Set up an organized bookkeeping system that keeps data in order
A majority of accountants manage bookkeeping duties for specific clients throughout the year. When tax season arrives and the rest of their portfolio of clients need taxes filed, they’re put into a state of chaos. They’re forced to sift through and make sense of a year’s worth of statements, receipts, and uploaded documents. In trying to meet the demands of their portfolio, they work 14-hour days until the tax filing deadline. This is an inefficient way of conducting business. Accountants can get organized by setting up a secure system where their clients can easily upload documents and accountants can access them. Clients lose patience and trust when the files that they have provided throughout the year have to be resubmitted due to a poor organization. By adopting a solid bookkeeping system that delivers value, accountants will sail through tax season without the laborious hassle of waiting for clients to deliver the relevant documents and statements they need to accurately file taxes.
Adopt efficient technologies to reduce manual workflows
While burnout is nothing new in the accounting business, the “Great Resignation,” spurred on by the Covid-19 pandemic, heightened industry turnover. Lockdown landed in the middle of tax season, extending the usual 10 weeks to 10 months. This took its toll on the industry, exacerbating an already high turnover rate.
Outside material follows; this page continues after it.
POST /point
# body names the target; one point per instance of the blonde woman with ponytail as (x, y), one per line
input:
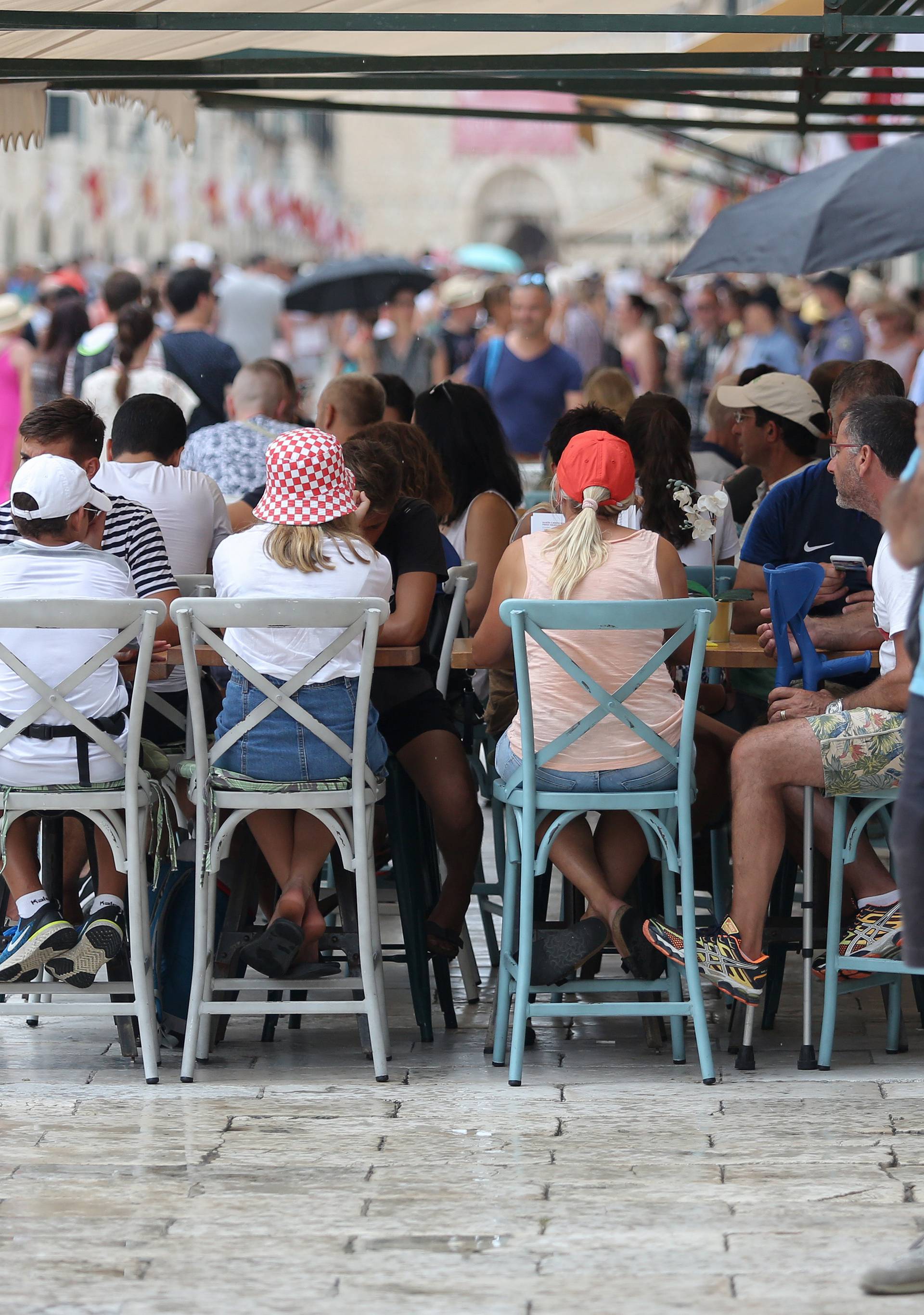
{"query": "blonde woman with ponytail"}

Firms interested in survival adopted automated accounting software that eradicated the need for most manual workflows. The statement collection, data entry, reconciliation, and reporting workflows of accounting were automated, allowing firms to stay in business. With these systems in place, clients are automatically sent statement requests. The smart technologies then pull in the data and enter it into the ledger, helping the accountant avoid the data entry portion of the ledger altogether. Data is delivered in real time, allowing accountants to provide their clients with accurate reporting and tax filing, minus the headache.
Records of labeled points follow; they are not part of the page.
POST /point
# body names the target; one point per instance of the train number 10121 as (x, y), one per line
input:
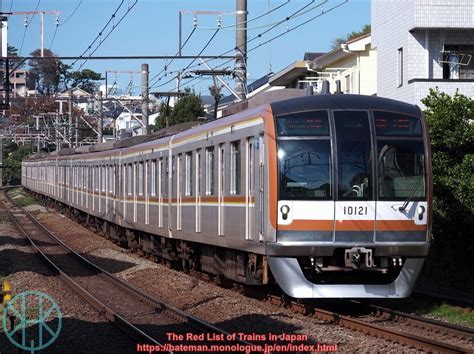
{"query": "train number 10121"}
(355, 210)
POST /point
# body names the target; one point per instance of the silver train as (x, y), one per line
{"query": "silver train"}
(329, 196)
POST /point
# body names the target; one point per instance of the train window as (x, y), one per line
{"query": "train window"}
(396, 124)
(354, 151)
(235, 167)
(152, 178)
(129, 179)
(314, 123)
(305, 169)
(188, 174)
(166, 179)
(140, 178)
(401, 167)
(210, 170)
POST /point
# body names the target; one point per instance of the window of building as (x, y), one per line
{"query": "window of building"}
(235, 168)
(400, 67)
(457, 61)
(210, 171)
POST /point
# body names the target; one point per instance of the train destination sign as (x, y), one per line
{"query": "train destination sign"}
(395, 124)
(303, 124)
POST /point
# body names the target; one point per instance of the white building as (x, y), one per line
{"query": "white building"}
(423, 44)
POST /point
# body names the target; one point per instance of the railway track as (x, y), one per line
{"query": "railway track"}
(145, 318)
(411, 331)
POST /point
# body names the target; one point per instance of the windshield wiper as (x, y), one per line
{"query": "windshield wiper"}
(412, 193)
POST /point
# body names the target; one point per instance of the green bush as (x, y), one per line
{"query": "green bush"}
(451, 127)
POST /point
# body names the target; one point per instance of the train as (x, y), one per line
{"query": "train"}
(328, 196)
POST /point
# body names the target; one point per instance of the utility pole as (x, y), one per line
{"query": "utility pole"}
(101, 118)
(145, 98)
(41, 13)
(241, 49)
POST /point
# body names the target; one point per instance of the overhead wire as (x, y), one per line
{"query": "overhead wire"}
(251, 20)
(176, 55)
(27, 24)
(72, 13)
(283, 33)
(110, 32)
(302, 10)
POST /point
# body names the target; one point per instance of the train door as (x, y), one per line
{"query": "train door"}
(160, 192)
(250, 189)
(198, 190)
(179, 197)
(220, 190)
Use accrual basis accounting with the ability to switch to cash basis
Businesses make an election whether to file on an accrual or cash basis on their initially filed return. Accrual basis accounting is a method in which revenue and expenses are recorded, regardless of whether money has been received or paid. Cash accounting only records money when it is actually received or paid. To get a more realistic view of a business’s current financial state, the business may choose to run on an accrual basis throughout the year but file taxes on a cash basis to avoid paying taxes on monies not yet received. Running on accrual basis accounting gives business owners a more long-term view of income and expenses during a period of time. Additionally, the accounts payable balances may reduce taxable income when taxes are filed. However, filing taxes on an accrual basis might not make sense; the accounts receivable payments may make the business look profitable, whereas in reality, it may have low balances or empty accounts. With the ability to switch to a cash basis accounting method when filing taxes, accountants can significantly reduce the amount of taxes a business might pay if filed on an accrual basis.
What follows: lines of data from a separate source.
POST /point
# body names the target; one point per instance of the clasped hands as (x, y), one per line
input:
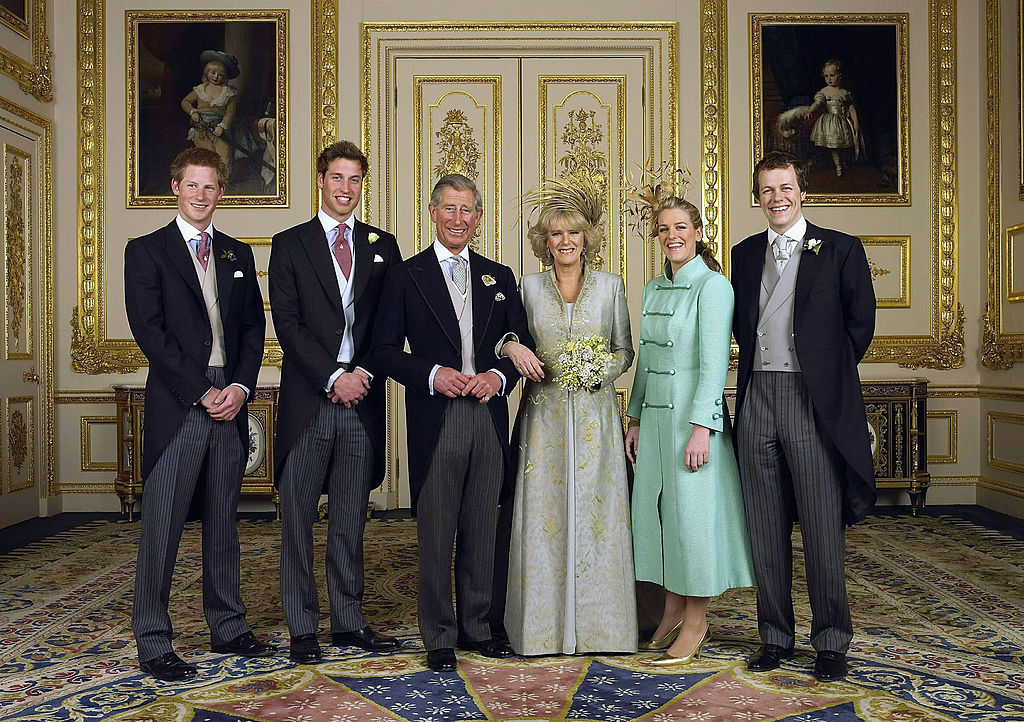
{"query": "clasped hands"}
(223, 404)
(454, 383)
(349, 388)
Review client accounts on a monthly basis
A year’s worth of bank statements is no fun to sort through. Multiply that by 100 or more clients, and you have a nightmare scenario. Get into the habit of requesting statements and receipts from clients on a monthly basis. This helps accountants avoid the painful request for a year’s worth of statements during tax season. Instead, filing will be seamless, and access to the necessary data will be instant. The flow of work will not be interrupted, and taxes will be filed in a timely manner. This process also can help the client understand the relevant expenses that they need to pay attention to throughout the year.
Set clear expectations with clients and have open communication
The accountant-client relationship should be a two-way street, though most clients are unaware of this. At the start of a new client relationship, set clear expectations about how to achieve favorable outcomes. Timely responses, document submissions, and a general respect for the accountant’s process should be expected from the client—or the system will fail. This strengthens the client-accountant relationship and sets boundaries around accountant and client roles and responsibilities. Consider meeting monthly with more complex or high-value clients. This establishes trust around the process and gives clients a clear picture of where their business stands. Also, when a client can see the big picture of their accounts in real time, it enables them to make decisions that grow their business faster.
The accounting industry is undergoing rapid changes with a large portion of the workforce retiring and the barriers to entry increasing. New and efficient technologies are being adopted. These allow for the accountant to focus on the client relationship while delivering accurate reporting and tax filing at year end. At the end of the day, what matters most is the ability to develop strong working relationships with clients and to educate them on the accounting process. That way, accurate accounting and tax filing can be a more streamlined process.
This column does not necessarily reflect the opinion of The Bureau of National Affairs, Inc. or its owners.
Sugam Pandey is the co-founder and CTO of Docyt, an AI-powered accounting automation software platform.